От Норобово до Леушкино было километров восемь. Можно было идти пешком лесной тропой или, подрядив трактор, ехать в тракторной тележке.
Тракторная дорога представляла собой почти сплошную лужу желтовато-коричневатого цвета. Глубина лужи местами была такой, что пятидесятилитровый молочный бидон, упавший с тракторной телеги, отыскать было невозможно. Его и не искали – он обнаруживался поздней осенью, когда лужа подмерзала.
Если шли по лесной тропе, то все необходимое, вплоть до спичек, тащили на себе в громадных рюкзаках. Зимой в нашей ленинградской квартире поход по этой тропе, каждый ее поворот, мы много раз «проигрывали» в разговорах с маленьким сыном. Тропа шла смешанным сыроватым лесом. По дороге встречались едва заметные остатки эстонских хуторов. Эстонцы появились там во время Столыпина. В 1920-е годы Татьянин дед Константин ходил к эстонцам и перенимал у них приемы ведения хозяйства.
Под Вологдой. Спиной – Галина Константиновна, моя теща
Перед самой деревней тропа выходила из леса на большую светлую поляну, которая тянулась вниз к маленькой реке. Вдалеке виднелись темно-синий лес, желтые полянки, несколько деревень – черные пятна брошенных изб и сараев. На этом высоком месте мы всегда невольно останавливались – взгляду представала волнующая грустноватая картина.
В первые годы наших поездок в Леушкино жило человек десять. Жили в домах, построенных их отцами и дедами. Дома казались остатками исчезнувшей цивилизации. Не знаю, насколько хороша та цивилизация, но жизнь там, похоже, была налаженной. В больших двухэтажных домах оставались целыми внутренние основательные деревянные лестницы с перилами из изящных резных балясин. Разглядывая их, понимаешь, что вытачивались они в деревенских условиях. В некоторых домах сохранились даже внутренние бани для женщин – мужчины мылись в баньках у речки. Рядом с домами виднелись остатки многочисленных просторных, с умом сделанных овинов, конюшен, сараев и других построек, назначение которых я не очень понимал. Помню табличку на одном из домов, извещавшую, что дом застрахован в каком-то дореволюционном страховом обществе.

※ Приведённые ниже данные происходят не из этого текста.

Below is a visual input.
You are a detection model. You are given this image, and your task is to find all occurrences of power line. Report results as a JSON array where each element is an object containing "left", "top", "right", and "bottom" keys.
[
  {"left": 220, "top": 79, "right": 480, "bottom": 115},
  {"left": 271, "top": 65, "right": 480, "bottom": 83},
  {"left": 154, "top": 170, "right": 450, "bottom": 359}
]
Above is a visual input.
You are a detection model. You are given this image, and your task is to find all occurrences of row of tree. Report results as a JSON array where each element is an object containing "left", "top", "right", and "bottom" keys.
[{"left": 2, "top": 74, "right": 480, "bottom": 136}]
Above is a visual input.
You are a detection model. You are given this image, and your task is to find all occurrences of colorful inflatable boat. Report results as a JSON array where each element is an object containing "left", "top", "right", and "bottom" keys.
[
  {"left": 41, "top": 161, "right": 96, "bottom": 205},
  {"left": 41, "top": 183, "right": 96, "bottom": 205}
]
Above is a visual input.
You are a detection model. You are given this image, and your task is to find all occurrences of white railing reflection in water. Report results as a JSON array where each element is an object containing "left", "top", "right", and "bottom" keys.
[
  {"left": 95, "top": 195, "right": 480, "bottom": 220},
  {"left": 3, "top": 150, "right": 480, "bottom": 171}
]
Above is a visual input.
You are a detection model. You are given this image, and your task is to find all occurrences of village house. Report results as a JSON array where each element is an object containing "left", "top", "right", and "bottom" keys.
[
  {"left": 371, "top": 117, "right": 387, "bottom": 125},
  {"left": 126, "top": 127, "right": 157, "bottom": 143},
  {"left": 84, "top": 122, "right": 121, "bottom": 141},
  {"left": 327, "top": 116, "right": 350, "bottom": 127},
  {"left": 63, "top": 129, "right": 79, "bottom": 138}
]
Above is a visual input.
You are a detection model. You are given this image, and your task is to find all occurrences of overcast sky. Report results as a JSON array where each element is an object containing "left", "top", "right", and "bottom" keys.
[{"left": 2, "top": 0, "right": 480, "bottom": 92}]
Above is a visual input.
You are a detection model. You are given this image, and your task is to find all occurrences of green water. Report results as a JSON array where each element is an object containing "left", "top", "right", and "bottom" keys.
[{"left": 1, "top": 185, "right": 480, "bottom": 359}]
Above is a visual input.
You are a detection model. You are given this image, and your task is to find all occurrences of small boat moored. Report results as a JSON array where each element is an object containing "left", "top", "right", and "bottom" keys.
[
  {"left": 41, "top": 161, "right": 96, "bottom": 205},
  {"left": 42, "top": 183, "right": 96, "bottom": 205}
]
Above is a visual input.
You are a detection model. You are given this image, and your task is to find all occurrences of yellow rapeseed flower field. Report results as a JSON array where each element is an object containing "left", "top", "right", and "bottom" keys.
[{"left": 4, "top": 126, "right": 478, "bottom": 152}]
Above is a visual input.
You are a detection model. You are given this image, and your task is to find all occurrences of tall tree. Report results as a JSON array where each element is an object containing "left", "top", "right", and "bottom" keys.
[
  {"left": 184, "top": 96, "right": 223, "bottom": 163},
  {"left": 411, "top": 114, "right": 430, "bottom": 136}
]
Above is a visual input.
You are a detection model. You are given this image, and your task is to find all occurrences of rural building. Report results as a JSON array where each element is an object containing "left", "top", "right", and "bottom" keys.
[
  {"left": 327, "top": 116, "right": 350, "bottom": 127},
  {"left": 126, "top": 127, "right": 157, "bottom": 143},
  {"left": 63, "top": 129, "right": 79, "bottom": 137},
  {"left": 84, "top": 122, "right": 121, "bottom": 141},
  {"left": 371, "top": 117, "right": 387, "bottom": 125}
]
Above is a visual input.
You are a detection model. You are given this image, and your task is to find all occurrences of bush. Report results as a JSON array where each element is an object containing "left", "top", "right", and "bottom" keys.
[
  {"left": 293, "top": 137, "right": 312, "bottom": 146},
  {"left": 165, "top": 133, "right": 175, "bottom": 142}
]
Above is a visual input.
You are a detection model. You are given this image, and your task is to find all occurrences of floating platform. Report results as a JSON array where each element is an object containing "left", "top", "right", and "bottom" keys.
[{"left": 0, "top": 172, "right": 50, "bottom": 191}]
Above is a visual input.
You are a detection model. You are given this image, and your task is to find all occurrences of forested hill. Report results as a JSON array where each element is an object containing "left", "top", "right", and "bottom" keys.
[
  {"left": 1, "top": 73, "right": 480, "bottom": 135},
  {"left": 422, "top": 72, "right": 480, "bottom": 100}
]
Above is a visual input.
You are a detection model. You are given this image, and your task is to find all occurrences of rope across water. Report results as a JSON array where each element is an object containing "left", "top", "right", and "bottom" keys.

Металлические дверные петли, крючки, оконные запоры – вся фурнитура, как сказали бы сейчас, была ручной работы. Такие предметы обычно выставлены в краеведческих музеях. На чердаках валялись части домашних ткацких станков, старинной кухонной утвари, конской упряжи…
В мое время в деревне уже не осталось исправных колодцев, за водой мы ходили на речку, за несколько сот метров от жилья. Некоторые дома выглядели окончательно заброшенными. Через раскрытую настежь дверь одного из них, помню, виднелась полуразрушенная русская печь, узкая поржавевшая металлическая кровать, продавленный чемодан. Вокруг него ветер гонял какие-то бумажки. Часть бумажек лежала, намокнув, на улице. Это были черно-белые любительские семейные снимки свадеб, похорон, фото солдат и младенцев.
В деревне жили несколько бабушек, семья – лесник с женой-почтальоном и сыном – и еще четыре человека 50–60 лет. Эти люди хорошо помнили колхозные тяготы, труд во время войны. А бабушки помнили еще и коллективизацию, когда им было 20–30 лет. Слышал я и отрывочные воспоминания о ярославском крестьянском восстании, проходившем неподалеку в послереволюционные годы. Окрестные поля и полянки, уже сильно заросшие кустарником и молодым лесом, бабушки называли по имени их бывших владельцев – например, «деда Семёна загородка».
Однажды, в начале августа, мне довелось быть свидетелем одного из последних празднований церковного праздника деревни – Яблочного Спаса. В эти дни в деревне прекращали купаться. Говорили, что в Яблочный Спас «олень копыта замочил».
В прежние времена на этот праздник приходило много народа из соседних сел. На этот раз был всего один гость – бывший пастух Дима, по прозвищу Руча. Зимовал Руча в доме престарелых в Ярославской области, а на лето уходил бродить.
Деревенские бабушки напекли пирогов и под самогон с этим единственным гостем деревни отметили праздник.
На окраине деревни, на высоком берегу речки, сохранились остатки усадьбы раскулаченной семьи мельников Ступаковых. После высылки семьи в доме разместили начальную школу. Когда я приехал, от здания оставался только крепкий фундамент. Жители добром вспоминали выселенную семью и недобрым словом – деревенских активистов, способствовавших ее выселению. Работящим детям выселенной семьи удалось, несмотря на «пятно» в анкете и фильтры отделов кадров, выйти в люди. Жена рассказывала, что один из них приезжал в деревню и благодарил выжившего активиста за высылку – ведь им, детям репрессированных, даже повезло по сравнению с односельчанами, которые оставались беспаспортными «невыездными» колхозниками.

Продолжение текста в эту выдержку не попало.